BoronK-edge XANES of borate and borosilicate minerals

Abstract

Synchrotron radiation B K- edge XANES spectra are reported for 19 borate and borosilicate minerals. The spectra are characterized by three prominent features; a sharp peak (A) at ~194 eV (the edge feature of trigonal B; IIIB), a broader peak (B) at 197–199 eV (the edge feature of tetrahedral B, IVB), and a broad peak (C) at 200–201 eV for tetrahedral B and 203–204 eV for trigonal B. The area of peak A is very sensitive to content of IIIB and its position yields information on B-O bond length and linkage of the BO3 group. The area of peak B is proportional to content of IVB but quantification is limited by overlap with peak C. The width of peak B increases with increasing divergence of B-O bond lengths, responding to splitting of σ*(t2) antibonding orbitals.
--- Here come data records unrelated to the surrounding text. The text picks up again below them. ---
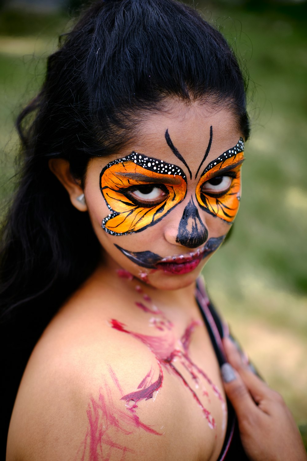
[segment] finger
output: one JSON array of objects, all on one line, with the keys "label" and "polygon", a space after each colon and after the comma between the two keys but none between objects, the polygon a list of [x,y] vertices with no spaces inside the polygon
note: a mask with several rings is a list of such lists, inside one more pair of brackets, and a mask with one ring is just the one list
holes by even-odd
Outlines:
[{"label": "finger", "polygon": [[222,365],[221,373],[225,392],[238,419],[253,419],[259,410],[240,375],[230,363]]},{"label": "finger", "polygon": [[229,338],[225,338],[223,344],[228,362],[238,373],[254,400],[259,403],[264,399],[271,399],[276,393],[253,372],[248,365],[244,363],[232,342]]}]

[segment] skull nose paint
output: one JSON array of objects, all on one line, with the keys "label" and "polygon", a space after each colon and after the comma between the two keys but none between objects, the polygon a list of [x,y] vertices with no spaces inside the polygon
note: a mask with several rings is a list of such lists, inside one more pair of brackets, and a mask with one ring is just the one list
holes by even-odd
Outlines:
[{"label": "skull nose paint", "polygon": [[183,211],[176,241],[188,248],[200,246],[208,238],[208,230],[200,219],[193,198]]}]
The tetrahedral component of peak C appears to be a σ-shape resonance. For trigonal B minerals, the relative intensity of peak C and its satellite peaks increases with increase in mean size and/or atomic number of next-nearest-neighbor cations, C being most intense in vonsenite (Fe2Fe3+BO5). Priceite (Ca4B10O19·7H2O), of unknown structure, has 80% IVB, and an isolated BX3 group with IIIB-O = 1.373(5) A. Comparison of B K- edge XANES spectra collected using total electron yield (sampling depth <60 A) and fluorescence yield (sampling depth <1100 A) shows that borates and borosilicates readily reconstruct in surface and near-surface environments. More profound structural damage involving conversion of IVB to IIIB occurs in minerals with high contents of IVB, and hydrous Mg borates with interstitial H2O are unstable in the high vacuum of the spectrometer.